|HOW TO: Improve your B&T (Baja Skunkworks) V1 brakes - Cable Mount Modification|
|One of the important improvements on the V2 brakes over the V1s is the cable grip mount to the calliper assemblies. Of course there are other key ones such as the lever and cable mount assembly, but this thread is to deal with a simple improvement for those with the V1 set up.|
| The cable needs to be a
specific length to allow full movement of your steering action without the
cable end pulling from their housings.
Pic 1 - In V1, the cable sheath end slots into a recess (appx 3-4mm) in a screw type housing (part that retains the spring, and in which the cable threads through, which will be referred to as a cable screw). This is the type found on many cycles etc where the alignment of the cable itself is usually linear or parallel to that of the cable screw and/or does not undergo as vigorous movement as on the baja set up (due to steering).
|If not restrained in
some manner – ie such as the clamps on V2, then the sheath will tend to
form an angle, Pic 2 / 8 (rather than a smooth curve when restrained) with
the cable screw. The angle results from a need to keep the length of the
sheath long enough to stop the sheath pulling out of the cable screw on
full steering lock.
This angle causes friction at the calliper end. Additionally, if the cable end dislodges from the housing (Pic 3), during normal movement from steering/braking for example, this may result in the cable pulling the callipers, partially engaging the brakes. Both of these issues may impair the full potential of the brakes.

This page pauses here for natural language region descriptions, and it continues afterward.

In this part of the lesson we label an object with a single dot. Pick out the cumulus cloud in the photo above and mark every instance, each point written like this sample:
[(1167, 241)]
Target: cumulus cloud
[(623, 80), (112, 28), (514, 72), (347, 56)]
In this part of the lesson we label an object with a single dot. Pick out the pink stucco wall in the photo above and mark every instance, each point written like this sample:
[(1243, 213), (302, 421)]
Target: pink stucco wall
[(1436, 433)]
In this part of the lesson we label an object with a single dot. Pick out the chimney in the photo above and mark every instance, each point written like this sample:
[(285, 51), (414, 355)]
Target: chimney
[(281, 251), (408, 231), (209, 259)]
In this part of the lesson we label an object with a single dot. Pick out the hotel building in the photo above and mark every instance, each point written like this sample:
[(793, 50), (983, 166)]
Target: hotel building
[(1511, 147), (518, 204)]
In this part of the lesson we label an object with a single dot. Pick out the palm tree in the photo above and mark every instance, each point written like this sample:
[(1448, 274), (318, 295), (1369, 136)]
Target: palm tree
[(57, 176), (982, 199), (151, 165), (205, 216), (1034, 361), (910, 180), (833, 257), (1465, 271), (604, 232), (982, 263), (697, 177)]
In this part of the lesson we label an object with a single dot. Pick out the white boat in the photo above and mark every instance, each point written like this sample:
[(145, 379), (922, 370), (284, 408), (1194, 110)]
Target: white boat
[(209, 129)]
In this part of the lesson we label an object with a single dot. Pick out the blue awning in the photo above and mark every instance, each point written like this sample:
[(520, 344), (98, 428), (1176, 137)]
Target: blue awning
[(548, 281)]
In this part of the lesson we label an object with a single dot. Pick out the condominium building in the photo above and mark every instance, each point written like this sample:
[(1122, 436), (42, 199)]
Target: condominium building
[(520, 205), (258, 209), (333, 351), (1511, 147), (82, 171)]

My own B&T brakes were installed a while after the installation of the HBZ bumper (see here). As such, the cables were held pretty straight and were also held nicely in the cable screws. The issue went unnoticed until fairly recently when the HBZ bumper was removed. The above ‘angle’ situation became more pronounced as well as the cable end issue.
|Solution - How to…|
|Remove the L shaped cable screw mount fixed to the calliper, which houses the end of the cable sheath. Remove the cable screw. Protecting the anodizing with a rag (Pic 4) place in a vice and proceed to cut the top portion of the head with a fine hacksaw (Pic 5).|
| Remove the cable
Carefully use a rat tail file (Pic 6) to file down the threading inside the hole – only a marginal amount is needed. Intermittently check the ID against cable sheath OD. The ID should be tight around the sheath, enough so that a fair bit of force is required to ‘screw’ the cable into the aperture (twist it, while pushing carefully ensuring all of the plastic sheathing is entering the hole evenly) – Pic 7. A small bevel filed around the opening will aid cable sheath entry.
Allow the end of the sheath to just protrude past the face of the opening – this will help retain the spring. The cable end is now fully restrained over the 6mm depth of the holder aperture
If done carefully you will end up with a fairly discreet but pretty robust connection and an improvement over existing. Smooth curves to your cables Pic 9 / 10.
Reconnect the mount – use blue threadlock to secure lower screw, top one will obviously be secured with the nut from one of the brake pad screws.